Essay Sample Paper on Essay Questions

Introduction

Philosophers from the ancient Greece and Rome had great influence on transforming knowledge all over the world. Socrates and Plato are some of the philosophers who contributed immensely towards the development of mankind through their philosophies. This assignment seek to test the students understanding of the Roman and Greece academies and how they were different from the current institutions of higher learning

Explain the reason(s) why and how Plato’s academy influenced higher education in the ancient world of Greece and Rome

The Plato academy was established by a renowned philosopher Plato. During the time of its establishment, the term higher education was still not known hence they chose to use the term “academy”. The academy influenced higher education in the ancient Greece in that it was the first institution to offer education beyond the formal level (Chroust 25). The institution faced interruptions but it influenced many students of Plato who later opted to start institutions following the same philosophies of Plato academy. The academy was established to develop specific skills among the students to enable them to develop civic virtue.

The preceding education levels were carried out either in private places or at homes. People mainly learned through experiences of being community members. Plato had realized that there was the need for deliberate training to have the students develops specific and essential skills (Chroust 28). Plato believed that for one to completely understand the reality and how things work around them, they must be taken through a rigorous process.

The students would, therefore, move from the elementary education to training for some years, then moving to another field until they were competent enough to become philosopher kings (Chroust 32). Plato believed such people were the ones qualified to rule over other people. The need for rigorous training after the elementary education contributed much to the development of higher education in both Greece and Rome.

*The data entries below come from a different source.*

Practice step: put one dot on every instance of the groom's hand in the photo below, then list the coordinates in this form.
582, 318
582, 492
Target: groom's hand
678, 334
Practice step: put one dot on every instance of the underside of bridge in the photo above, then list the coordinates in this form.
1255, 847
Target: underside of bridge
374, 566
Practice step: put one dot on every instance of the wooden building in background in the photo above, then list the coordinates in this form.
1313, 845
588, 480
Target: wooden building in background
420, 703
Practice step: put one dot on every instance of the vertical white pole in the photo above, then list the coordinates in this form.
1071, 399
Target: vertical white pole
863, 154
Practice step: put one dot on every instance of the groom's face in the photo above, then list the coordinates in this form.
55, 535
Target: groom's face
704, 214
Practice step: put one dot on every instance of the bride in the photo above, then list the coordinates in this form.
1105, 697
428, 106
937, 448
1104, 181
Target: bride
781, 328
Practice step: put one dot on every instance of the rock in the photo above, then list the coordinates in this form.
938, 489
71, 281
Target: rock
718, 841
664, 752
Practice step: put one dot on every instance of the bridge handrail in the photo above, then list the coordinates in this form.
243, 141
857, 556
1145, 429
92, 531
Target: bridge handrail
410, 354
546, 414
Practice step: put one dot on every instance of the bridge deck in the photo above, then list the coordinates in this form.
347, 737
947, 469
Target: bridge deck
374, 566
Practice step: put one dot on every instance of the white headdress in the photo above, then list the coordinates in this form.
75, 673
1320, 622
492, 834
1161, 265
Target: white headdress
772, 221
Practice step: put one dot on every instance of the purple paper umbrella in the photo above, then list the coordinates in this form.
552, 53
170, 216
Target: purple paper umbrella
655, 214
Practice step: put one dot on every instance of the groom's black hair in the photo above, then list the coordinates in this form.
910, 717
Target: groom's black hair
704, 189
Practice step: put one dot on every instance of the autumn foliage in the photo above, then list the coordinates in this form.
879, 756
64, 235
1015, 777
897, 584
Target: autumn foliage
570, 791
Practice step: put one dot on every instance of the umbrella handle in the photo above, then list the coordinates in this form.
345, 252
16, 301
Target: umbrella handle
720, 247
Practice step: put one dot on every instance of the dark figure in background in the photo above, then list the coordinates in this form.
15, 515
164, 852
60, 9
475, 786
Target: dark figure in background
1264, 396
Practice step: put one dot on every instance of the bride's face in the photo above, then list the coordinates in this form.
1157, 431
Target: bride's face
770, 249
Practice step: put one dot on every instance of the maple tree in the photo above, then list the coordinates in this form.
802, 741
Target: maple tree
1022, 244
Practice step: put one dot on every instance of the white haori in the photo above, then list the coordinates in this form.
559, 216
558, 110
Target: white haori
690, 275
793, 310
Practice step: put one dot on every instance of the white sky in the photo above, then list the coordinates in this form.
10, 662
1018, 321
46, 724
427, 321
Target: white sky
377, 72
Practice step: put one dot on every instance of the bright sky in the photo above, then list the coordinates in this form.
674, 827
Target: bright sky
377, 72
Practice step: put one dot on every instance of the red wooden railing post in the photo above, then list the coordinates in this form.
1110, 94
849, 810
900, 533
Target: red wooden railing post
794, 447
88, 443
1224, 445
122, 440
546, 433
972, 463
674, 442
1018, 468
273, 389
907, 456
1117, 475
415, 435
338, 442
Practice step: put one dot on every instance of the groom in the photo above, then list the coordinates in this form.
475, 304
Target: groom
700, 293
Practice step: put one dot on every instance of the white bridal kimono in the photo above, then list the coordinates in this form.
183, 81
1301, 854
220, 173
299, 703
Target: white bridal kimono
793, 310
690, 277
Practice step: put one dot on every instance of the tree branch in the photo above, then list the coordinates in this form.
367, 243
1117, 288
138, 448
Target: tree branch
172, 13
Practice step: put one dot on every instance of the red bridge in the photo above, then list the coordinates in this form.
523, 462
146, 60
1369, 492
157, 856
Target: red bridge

Compare the Greek and Roman academy with the contemporary concept of the modern university

One of the differences between the roman and Greek academies and the modern universities is that there was no enrollment and awarding of a degree in the Roman and Greek academies. The education in the contemporary university is aimed at fulfilling the individual needs of the student. The education system aims at fulfilling the capacities and interest of the students (Elias n.p). The education seems to focus on the individual differences among the students. The differences among the students are paramount, yet even the twins are never the same? This kind of education has led to graduates who seek to fulfill their own interest instead of that of the general society.

By ignoring and denying the human soul, the modern education is left only with the brain and body to educate. The body is exposed to competitive sports which have been added without properly planning. The brain is treated as a computer and instead of storing wisdom and goodness; it stores data for later retrieval (Elias n.p). Love does not have a room in the contemporary university. Love is considered a distraction and the teacher who loves his students would have his character scrutinized for abnormalities.

The academies in the ancient Greece and Rome were built on the belief that human soul is eternal. The educators believed that man should not strive to fulfill the needs of the body but those of the soul. Educators such as Socrates believed in the life after death and in preparing the soul for life after death. The students were taught to maintain goodness in whatever they do. They believed that the body houses the soul but the true teaching should be directed to the soul which leaves the body when a person dies.

The educators knew that the fate of the mortal man depends on the goodness of the soul; this made them focus all their efforts on promoting goodness among their students. The students were taught to maintain goodness in their thoughts and actions (Elias n.p). They were to maintain harmony and order between them and other members of the society and lead their fellow men wisely.

The students were trained to believe that the pursuit of goodness and wisdom was one single path. According to Socrates, Plato’s teacher, education was to be done through love (Elias n.p). He said that because he loves a person, his company should make that person a better man. The academies focused on the nurturing both reasoning and emotions because they are both important aspects of the human nature.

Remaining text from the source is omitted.